An Executor has to be created with NewExecutor().
func NewExecutor ¶
func NewExecutor(algFetcher AlgorithmFetcher, fs FileSystem) *Executor
NewExecutor returns a new Executor.
type FileSystem ¶
type FileSystem interface { // Files returns a set of files that matches the given route and meta information. A non-nil // error will exit the operation. Files(route string, ctx context.Context, meta []byte) (files map[string][]string, err error) // Reader returns a reader to read data from the given file. Reader(file string, ctx context.Context, meta []byte) (reader func() (data []byte, err error), err error) }
FileSystem is used to store data local to the node.
type Log ¶
type Log interface {
Printf(format string, v ...interface{})
}
Log is used to write debug logs.
type MapReduce ¶
type MapReduce struct {
// contains filtered or unexported fields
}
MapReduce is used to invoke a Map/Reduce algorithm across data on various remote nodes.

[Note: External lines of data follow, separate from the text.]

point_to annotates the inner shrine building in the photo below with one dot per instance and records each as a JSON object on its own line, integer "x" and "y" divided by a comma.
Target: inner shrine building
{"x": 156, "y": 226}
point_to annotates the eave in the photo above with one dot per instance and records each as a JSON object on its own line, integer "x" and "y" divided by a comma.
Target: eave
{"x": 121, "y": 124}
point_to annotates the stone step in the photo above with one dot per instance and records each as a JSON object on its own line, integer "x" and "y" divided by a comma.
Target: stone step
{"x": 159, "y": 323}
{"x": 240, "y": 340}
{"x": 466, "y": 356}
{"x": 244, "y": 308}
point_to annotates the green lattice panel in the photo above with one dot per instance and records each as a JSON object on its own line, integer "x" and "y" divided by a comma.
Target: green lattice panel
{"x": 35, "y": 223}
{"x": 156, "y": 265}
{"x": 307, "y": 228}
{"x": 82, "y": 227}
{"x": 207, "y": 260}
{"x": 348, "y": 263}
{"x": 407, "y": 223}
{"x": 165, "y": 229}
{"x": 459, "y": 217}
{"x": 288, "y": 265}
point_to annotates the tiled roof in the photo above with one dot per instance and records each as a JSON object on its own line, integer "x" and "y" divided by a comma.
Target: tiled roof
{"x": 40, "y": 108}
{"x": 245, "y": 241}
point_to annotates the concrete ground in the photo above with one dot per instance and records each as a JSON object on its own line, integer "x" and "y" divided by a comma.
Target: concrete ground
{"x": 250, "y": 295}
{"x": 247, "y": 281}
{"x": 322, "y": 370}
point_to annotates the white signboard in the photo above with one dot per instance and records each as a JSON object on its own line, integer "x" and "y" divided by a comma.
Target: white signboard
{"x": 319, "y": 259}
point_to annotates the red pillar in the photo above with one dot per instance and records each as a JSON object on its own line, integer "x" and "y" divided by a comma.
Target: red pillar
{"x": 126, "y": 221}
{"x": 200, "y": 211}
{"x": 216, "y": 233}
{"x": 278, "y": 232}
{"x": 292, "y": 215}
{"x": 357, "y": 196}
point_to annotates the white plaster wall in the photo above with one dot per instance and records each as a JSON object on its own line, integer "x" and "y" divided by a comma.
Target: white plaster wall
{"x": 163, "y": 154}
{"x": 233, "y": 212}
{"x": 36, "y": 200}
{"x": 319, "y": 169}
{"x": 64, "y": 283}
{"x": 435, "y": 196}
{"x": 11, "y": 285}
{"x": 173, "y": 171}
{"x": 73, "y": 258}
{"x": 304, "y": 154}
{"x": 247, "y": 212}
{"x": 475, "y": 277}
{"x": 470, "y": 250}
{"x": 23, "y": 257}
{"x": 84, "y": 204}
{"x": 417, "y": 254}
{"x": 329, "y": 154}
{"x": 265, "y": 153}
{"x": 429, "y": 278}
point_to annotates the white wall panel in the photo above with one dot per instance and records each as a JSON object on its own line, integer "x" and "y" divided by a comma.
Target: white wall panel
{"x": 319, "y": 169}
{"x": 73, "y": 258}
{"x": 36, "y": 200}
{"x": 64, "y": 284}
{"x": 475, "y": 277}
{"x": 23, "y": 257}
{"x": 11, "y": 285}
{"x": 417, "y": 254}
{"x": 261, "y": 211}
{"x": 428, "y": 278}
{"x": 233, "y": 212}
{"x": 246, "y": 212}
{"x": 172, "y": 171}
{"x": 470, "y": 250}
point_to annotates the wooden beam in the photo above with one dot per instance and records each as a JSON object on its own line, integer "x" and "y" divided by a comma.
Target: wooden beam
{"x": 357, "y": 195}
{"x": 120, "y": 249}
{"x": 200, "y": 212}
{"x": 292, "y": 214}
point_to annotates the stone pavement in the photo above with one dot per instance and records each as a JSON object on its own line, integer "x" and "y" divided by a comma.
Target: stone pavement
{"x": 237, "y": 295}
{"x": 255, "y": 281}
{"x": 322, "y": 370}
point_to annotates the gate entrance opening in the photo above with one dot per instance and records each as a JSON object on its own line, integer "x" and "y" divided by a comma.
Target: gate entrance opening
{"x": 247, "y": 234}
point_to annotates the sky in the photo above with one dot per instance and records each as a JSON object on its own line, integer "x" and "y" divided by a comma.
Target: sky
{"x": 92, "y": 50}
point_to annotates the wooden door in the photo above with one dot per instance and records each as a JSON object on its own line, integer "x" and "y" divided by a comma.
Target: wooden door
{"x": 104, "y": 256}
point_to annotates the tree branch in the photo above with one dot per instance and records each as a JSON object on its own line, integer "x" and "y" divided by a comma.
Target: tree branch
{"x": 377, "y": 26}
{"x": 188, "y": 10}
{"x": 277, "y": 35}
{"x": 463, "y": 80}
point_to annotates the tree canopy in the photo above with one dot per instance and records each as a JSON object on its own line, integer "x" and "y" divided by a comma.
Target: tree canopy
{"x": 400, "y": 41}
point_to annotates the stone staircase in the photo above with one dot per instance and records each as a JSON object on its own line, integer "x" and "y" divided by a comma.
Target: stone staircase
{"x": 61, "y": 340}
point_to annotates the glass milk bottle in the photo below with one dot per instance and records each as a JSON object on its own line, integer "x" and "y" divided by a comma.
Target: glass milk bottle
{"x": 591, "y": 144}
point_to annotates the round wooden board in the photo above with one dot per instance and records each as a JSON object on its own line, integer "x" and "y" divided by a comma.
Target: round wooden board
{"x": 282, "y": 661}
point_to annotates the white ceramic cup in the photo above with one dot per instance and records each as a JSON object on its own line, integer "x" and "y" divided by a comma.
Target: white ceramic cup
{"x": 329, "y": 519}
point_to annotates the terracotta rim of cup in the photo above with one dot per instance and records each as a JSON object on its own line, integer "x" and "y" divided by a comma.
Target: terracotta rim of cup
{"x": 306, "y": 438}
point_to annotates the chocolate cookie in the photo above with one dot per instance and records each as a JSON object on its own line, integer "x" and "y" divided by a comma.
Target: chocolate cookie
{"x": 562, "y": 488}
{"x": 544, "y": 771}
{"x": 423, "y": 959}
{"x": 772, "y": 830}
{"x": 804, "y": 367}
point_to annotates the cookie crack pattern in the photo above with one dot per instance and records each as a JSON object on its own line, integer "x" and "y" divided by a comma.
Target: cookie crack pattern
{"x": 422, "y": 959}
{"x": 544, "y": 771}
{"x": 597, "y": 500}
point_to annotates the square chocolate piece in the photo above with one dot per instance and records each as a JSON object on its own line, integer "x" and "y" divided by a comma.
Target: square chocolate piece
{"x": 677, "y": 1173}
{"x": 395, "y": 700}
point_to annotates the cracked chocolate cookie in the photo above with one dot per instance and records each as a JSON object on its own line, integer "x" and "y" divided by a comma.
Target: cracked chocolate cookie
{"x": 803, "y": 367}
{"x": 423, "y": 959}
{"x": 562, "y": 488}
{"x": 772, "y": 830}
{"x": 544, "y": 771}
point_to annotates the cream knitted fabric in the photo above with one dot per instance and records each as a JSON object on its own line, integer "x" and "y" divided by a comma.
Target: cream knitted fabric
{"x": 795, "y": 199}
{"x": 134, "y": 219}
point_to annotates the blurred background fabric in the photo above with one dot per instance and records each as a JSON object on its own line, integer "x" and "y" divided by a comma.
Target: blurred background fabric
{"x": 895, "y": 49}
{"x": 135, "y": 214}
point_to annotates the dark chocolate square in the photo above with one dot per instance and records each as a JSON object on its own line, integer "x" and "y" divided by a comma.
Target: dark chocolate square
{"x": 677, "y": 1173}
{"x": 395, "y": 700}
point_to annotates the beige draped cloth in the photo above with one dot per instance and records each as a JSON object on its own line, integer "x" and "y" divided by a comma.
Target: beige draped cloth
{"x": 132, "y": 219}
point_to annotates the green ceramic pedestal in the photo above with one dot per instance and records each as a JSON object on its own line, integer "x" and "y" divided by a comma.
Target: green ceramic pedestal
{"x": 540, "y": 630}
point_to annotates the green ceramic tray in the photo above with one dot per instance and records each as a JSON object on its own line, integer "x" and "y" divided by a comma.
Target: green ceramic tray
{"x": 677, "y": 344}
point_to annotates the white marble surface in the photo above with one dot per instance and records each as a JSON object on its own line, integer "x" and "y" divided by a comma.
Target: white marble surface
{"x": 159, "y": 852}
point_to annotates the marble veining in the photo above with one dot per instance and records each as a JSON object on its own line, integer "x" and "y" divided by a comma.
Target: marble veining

It should be created with New().
func New ¶
func New(fs FileSystem, network Network, algFetcher AlgorithmFetcher, opts ...MapReduceOption) MapReduce
New returns a new MapReduce.
func (MapReduce) Calculate ¶
func (r MapReduce) Calculate(route, algName string, ctx context.Context, meta []byte) (finalResult map[string][]byte, err error)
Calculate runs the given algorithm for the files returned from FileSystem for the given route and meta information. It uses the Network to run the calculations across the remote nodes that report having the given data.
type MapReduceOption ¶
type MapReduceOption func(*MapReduce)
MapReduceOption is used to configure a new MapReduce.
func WithLogger ¶
func WithLogger(l Log) MapReduceOption
WithLogger is used to set the given logger.
type Mapper ¶
type Mapper interface { // Map maps data to keys. It filters out the value if the // returned key has a length of 0. A non-nil error will abort // the operation. Map(value []byte) (key string, output []byte, err error) }
Mapper maps data ([]byte) to key (string).
type Network ¶
type Network interface { // Execute is invoked to run calculations for a file (file) on a remote node (nodeID) with the given algorithm // (algName). Any necessary information can be encoded into meta. The context (ctx) is used for lifecycle // management. Execute(file, algName, nodeID string, ctx context.Context, meta []byte) (result map[string][]byte, err error) }
Network is used to execute commands on remote node.
type ReduceFunc ¶
ReduceFunc wraps a function into a Reducer.
type Reducer ¶
type Reducer interface { // Reduce is called with marshalled data either from a mapper or // a reducer. It will be invoked until a slice of length 1 // or a non-nil error is returned. Reduce is expected to know how // to marshal and unmarshal the given data. Reduce(value [][]byte) (reduced [][]byte, err error) }
Reducer reduces a slice data points into a smaller set.